见她起身楚潇凌情不自禁地喊道:“七月!”
七月停下脚步,没有看他。
楚潇凌刚刚只是疑惑,现在更加确定她就是七月,他迫切的说:“真的是你!”
七月镇定地转过身:“王爷,认错了!”
楚潇凌轻笑了一下说:“我现在确定你就是七月!上次见我,还变一下声音,这次怎么回事?是忘记了,还是没来得及。”
经他这一说,七月恍然大悟,今日竟然忘了服药。既然认出来她索性撕开面具,走到床前坐下。
“王爷,真是好眼力。究竟是如何认出我的!”
楚潇凌神秘一笑:“本王不会告诉你!”
七月:“暂时不谈这个。现在当务之急是替王爷解毒。还有你身上的伤,虽然经过治疗,也得找个地方好好养着才行。”
“伤一时半会好不了,所以不管它,至于这毒……”他伸手替自己把脉,片刻后说,“无需费多大力,只要用内力逼出就好。”

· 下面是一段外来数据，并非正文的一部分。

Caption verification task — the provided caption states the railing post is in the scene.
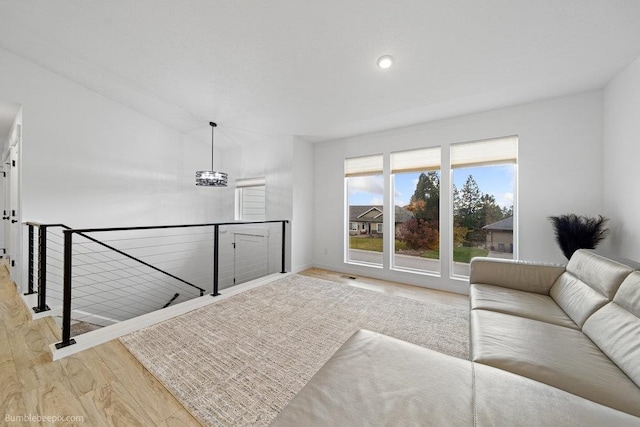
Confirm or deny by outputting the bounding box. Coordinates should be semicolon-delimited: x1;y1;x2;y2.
33;225;49;313
211;224;220;297
280;221;287;273
25;224;35;295
56;230;76;349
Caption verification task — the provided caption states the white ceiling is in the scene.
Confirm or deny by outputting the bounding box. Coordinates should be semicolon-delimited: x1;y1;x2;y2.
0;100;20;145
0;0;640;145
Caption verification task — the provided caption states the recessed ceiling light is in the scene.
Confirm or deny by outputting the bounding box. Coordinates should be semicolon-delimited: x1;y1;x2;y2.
377;55;393;70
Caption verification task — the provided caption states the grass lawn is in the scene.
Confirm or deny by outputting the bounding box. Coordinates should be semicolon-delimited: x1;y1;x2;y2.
349;236;489;263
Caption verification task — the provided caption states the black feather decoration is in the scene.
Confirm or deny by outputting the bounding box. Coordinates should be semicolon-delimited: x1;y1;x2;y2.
549;214;609;259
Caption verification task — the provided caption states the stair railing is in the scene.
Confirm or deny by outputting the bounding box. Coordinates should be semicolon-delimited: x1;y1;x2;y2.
50;220;289;349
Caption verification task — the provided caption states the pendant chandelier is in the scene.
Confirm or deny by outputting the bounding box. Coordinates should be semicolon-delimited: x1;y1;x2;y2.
196;122;227;187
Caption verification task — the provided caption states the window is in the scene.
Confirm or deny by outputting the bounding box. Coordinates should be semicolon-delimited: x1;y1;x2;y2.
235;178;266;221
345;154;384;266
391;147;440;273
451;136;518;277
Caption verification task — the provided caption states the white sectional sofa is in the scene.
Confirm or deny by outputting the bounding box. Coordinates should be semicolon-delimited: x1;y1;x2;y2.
273;250;640;426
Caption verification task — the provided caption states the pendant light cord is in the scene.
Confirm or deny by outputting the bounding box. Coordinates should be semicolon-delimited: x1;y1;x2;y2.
209;122;218;170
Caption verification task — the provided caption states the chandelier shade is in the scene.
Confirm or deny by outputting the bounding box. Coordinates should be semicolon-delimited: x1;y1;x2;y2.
196;122;228;187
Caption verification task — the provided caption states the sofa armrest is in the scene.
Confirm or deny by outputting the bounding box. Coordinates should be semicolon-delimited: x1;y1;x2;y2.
469;257;565;295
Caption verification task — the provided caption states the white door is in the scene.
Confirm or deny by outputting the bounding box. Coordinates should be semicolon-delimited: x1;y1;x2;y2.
233;233;269;285
0;157;11;258
5;130;22;287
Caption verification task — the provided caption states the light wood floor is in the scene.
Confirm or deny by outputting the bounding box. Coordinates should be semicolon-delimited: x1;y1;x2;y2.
0;266;201;426
0;266;468;426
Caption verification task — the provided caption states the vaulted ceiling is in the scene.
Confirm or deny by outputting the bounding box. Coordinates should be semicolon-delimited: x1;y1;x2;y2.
0;0;640;144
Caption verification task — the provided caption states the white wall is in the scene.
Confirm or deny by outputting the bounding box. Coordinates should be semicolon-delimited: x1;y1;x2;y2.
313;91;603;292
603;53;640;261
291;138;317;272
216;130;293;274
0;50;228;231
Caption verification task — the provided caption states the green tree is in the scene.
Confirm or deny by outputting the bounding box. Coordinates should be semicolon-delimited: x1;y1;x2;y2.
457;175;484;230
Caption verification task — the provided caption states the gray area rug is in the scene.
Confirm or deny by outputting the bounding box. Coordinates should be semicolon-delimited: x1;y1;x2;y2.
120;275;469;426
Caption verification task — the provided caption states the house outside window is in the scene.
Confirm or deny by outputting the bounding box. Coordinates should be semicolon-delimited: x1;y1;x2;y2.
345;154;384;267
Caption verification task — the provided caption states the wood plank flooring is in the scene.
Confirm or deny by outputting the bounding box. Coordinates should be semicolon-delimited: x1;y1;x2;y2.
0;266;201;426
0;266;469;426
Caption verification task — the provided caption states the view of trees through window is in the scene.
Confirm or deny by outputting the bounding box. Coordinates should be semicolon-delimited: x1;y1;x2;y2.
345;136;517;276
452;165;515;276
394;171;440;272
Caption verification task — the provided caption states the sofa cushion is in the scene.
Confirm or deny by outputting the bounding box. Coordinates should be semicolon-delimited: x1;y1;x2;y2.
550;249;633;327
271;330;473;426
583;272;640;387
471;310;640;416
469;284;579;329
469;257;564;295
473;363;640;427
567;249;633;300
550;273;609;328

又要逼?七月感到为难,她刚刚在与顾离陌打斗时已经用过内力,倘若再为楚潇凌逼毒,她一定会发病。这里没有赤炎石,没有寒冰床。可……她不能不救他。
楚潇凌见她神色焦虑还以为她是在为自己担忧便宽慰道:“没什么大事!”
七月看他脸色苍白毫无血色,气息紊乱,此刻又动弹不得,想了想还是先救人要紧。
于是便二话不说,扶他坐起。楚潇凌拉住她手:“无妨!”
七月:“王爷,我今日救你,还请王爷答应我一件事。”让她回天山。
楚潇凌有气无力地点点头:“好!”
说完楚潇凌便闭上双眼,七月也静心为他逼毒,毒性不大很快就被逼出,七月强撑着看向楚潇凌说:“王爷,我们走吧!”
楚潇凌动了动身体,才说:“好!”
刚把腿放下地,昭璃就闯进来。在白素送她回去时,她听白素讲了事情的原委便执意来到岐山跟七月一起上山救人。她衣服上溅了血,想来外面是一场厮杀。
见七月是真实面目,便无所顾忌地边边喊:“七月,你没事吧?”
楚潇凌惊讶地看向跑来的人,她不就是在皇兄画里的人——昭璃
七月被她扶住笑了笑:“没事!没事!”
昭璃:“外面,已经解决得差不多了,秋意不放心你,让我前来看看。你……七月!”
她话还没完,七月就吐了一口血昏倒过去,楚潇凌连忙起身抱住七月。
“昭璃姑娘,”楚潇凌勉强支撑着说,“赶紧下山,我想知道七月她到底怎么回事?”
“好好好!”昭璃答应过后才反应过,问,“你怎么知道我的名字。”
楚潇凌:“来不及解释!先下山。”
几位大夫和军医替七月把过脉后接连摇摇头:“王爷,草民无能为力。”
楚潇凌让楚念打发他们离开,转眼看向秋意:“你如实告诉我,七月到底怎么回事。”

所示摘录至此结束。